Рыжий там, впереди, бежал рысцой, и Бутов едва за ним поспевал, часто оступаясь в глубокие лужи с вязким дном; казалось, что и край земли где-то рядом, того и гляди шагнешь за него. Было темно – ни звезд, ни луны. Только на воде непрочной белесой пленкой тускнел отблеск недавно закатившегося – а казалось, утонувшего – солнца. Бутов то и дело терял из виду своего спутника, проводника по этой болотистой, тоскливой земле, «проклятого знакомца», как он говорил про себя, и всякий раз испытывал чувство безнадежности.
Впрочем, когда он снова нашаривал глазами Рыжего – теперь вернее было сказать «Черного», – на душе не становилось легче. Именно тяжесть, непосильную и все время нарастающую, Бутов ощущал яснее всего, может быть, даже – единственно из всего: тяжесть души, ставшей почти свинцовой, комьев грязи, налипших на ботинках, насквозь промокшего драпового пальто, сырой темноты, страха, словно впечатывавших его все глубже в белесо-черную топь, тяжесть войны, несчастий, всего пережитого.

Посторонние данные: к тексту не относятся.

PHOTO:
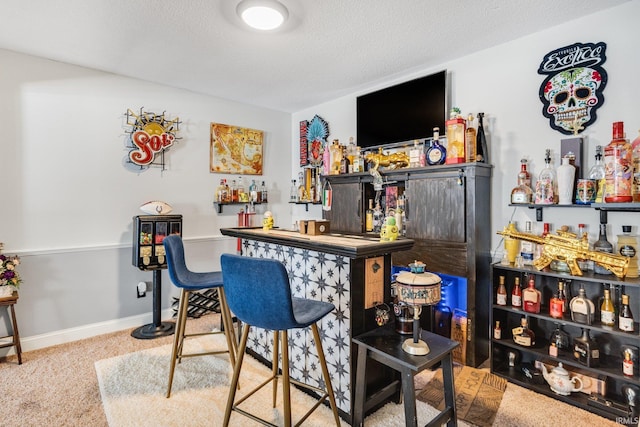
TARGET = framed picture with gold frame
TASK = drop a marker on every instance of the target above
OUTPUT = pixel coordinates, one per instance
(235, 150)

Огибая лужу, Бутов с разбега налетел на темную фигуру с широко расставленными, словно ловившими его – именно его – длинными руками; больно ударился одновременно лбом и грудью, почти потерял сознание от боли и от ужаса, даже не просто страха, а пронизавшего его чувства последнего мгновения, что ли, конца жизни, – кулем соскользнул вниз и, опустившись на плоский камень, без облегчения понял, что темная фигура – это не живое, а крест, и сидит он, Бутов, не на чем ином, а на надгробии, глупо и нелепо мелькнуло: «на собственном надгробии».